İZMİR - Ekolojik tahribatın içilebilir su sorununu her geçen gün büyüttüğünü ifade eden ekolojist Ertuğrul Barka, yağmurun bile zehirli yağdığını belirterek, “Hükümet, doğayı metalaştırarak madenler, sular, ormanlar, körfezler, koylar ve kıyıları yaşam alanı olmaktan çıkardı” dedi.
Dünya ve Türkiye'de artan nüfusa paralel olarak, küresel ısınma ve kuraklık nedeniyle suya talep artarken, tatlı su kaynakları ise her geçen yıl azalıyor. Yağışlar, su talebini kısmi olarak karşılayacak olsa da temiz su kaynakları, ekolojik tahribata neden olan projeler nedeniyle sürekli kirleniyor.

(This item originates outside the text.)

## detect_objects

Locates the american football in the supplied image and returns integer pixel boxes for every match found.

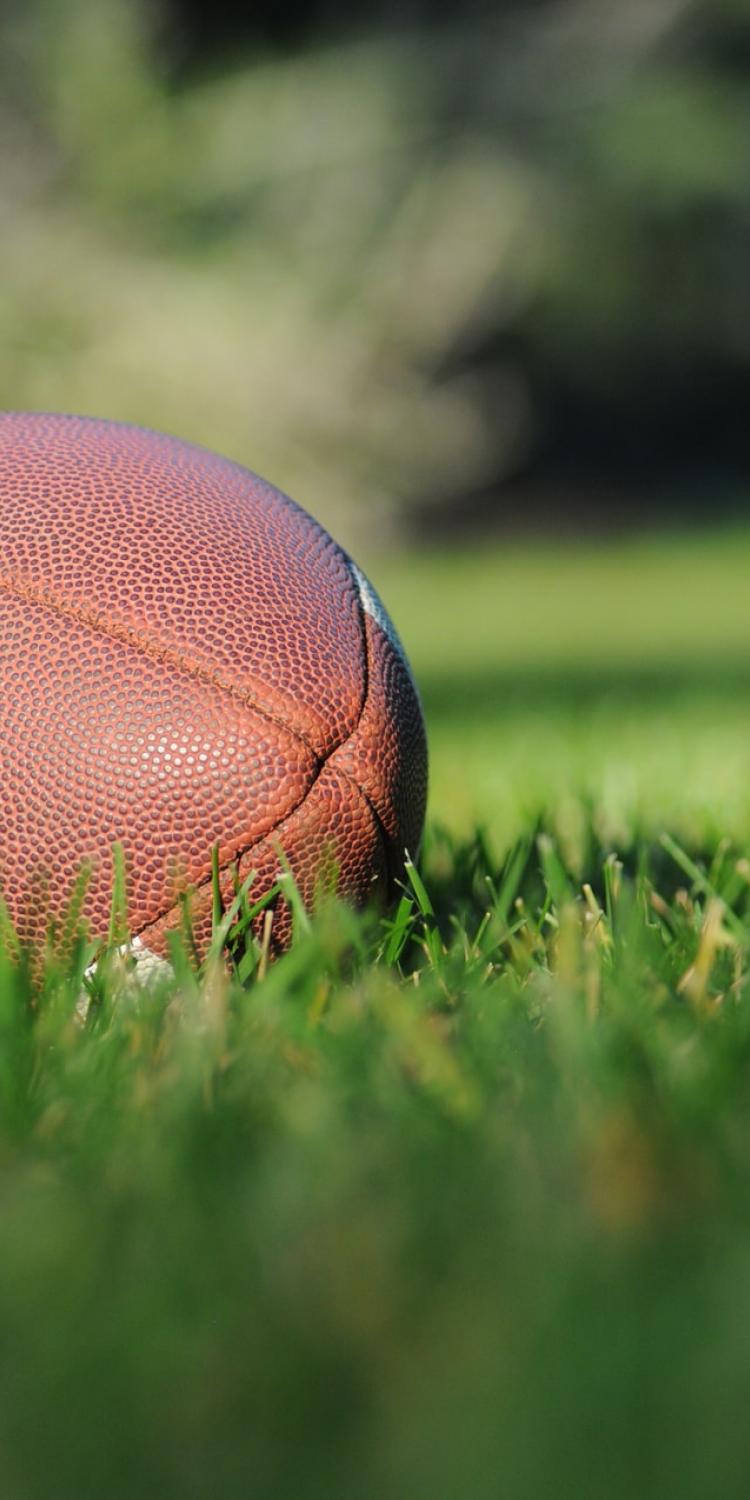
[0,413,426,953]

Jeotermal Enerji Santralleri (JES), Rüzgar Enerji Santralleri (RES), Hidroelektrik Santralleri (HES), altın madenleri, taş ve maden ocaklarının peşi sıra dizildiği Ege Bölgesi’nde de temiz suya ulaşılabilecek en önemli su kaynakları tehdit altında. İzmir’in en büyük içilebilir su yatakları olan Tahtalı Barajı Efemçukuru altın madeninde siyanür kullanıldığı iddialarıyla tehdit altındayken Menderes Nehri de, sanayi atıkları ile kirletiliyor. Tahtalı Barajı ve Menderes Nehri’nin kirletilmesinin temiz su kaynaklarının kirletilmesiyle ilgili iki örnek olduğunu belirten ekolojist Ertuğrul Barka, ekolojik tahribatlardan dolayı havadaki yağmurun bile zehirlendiğini dile getirdi.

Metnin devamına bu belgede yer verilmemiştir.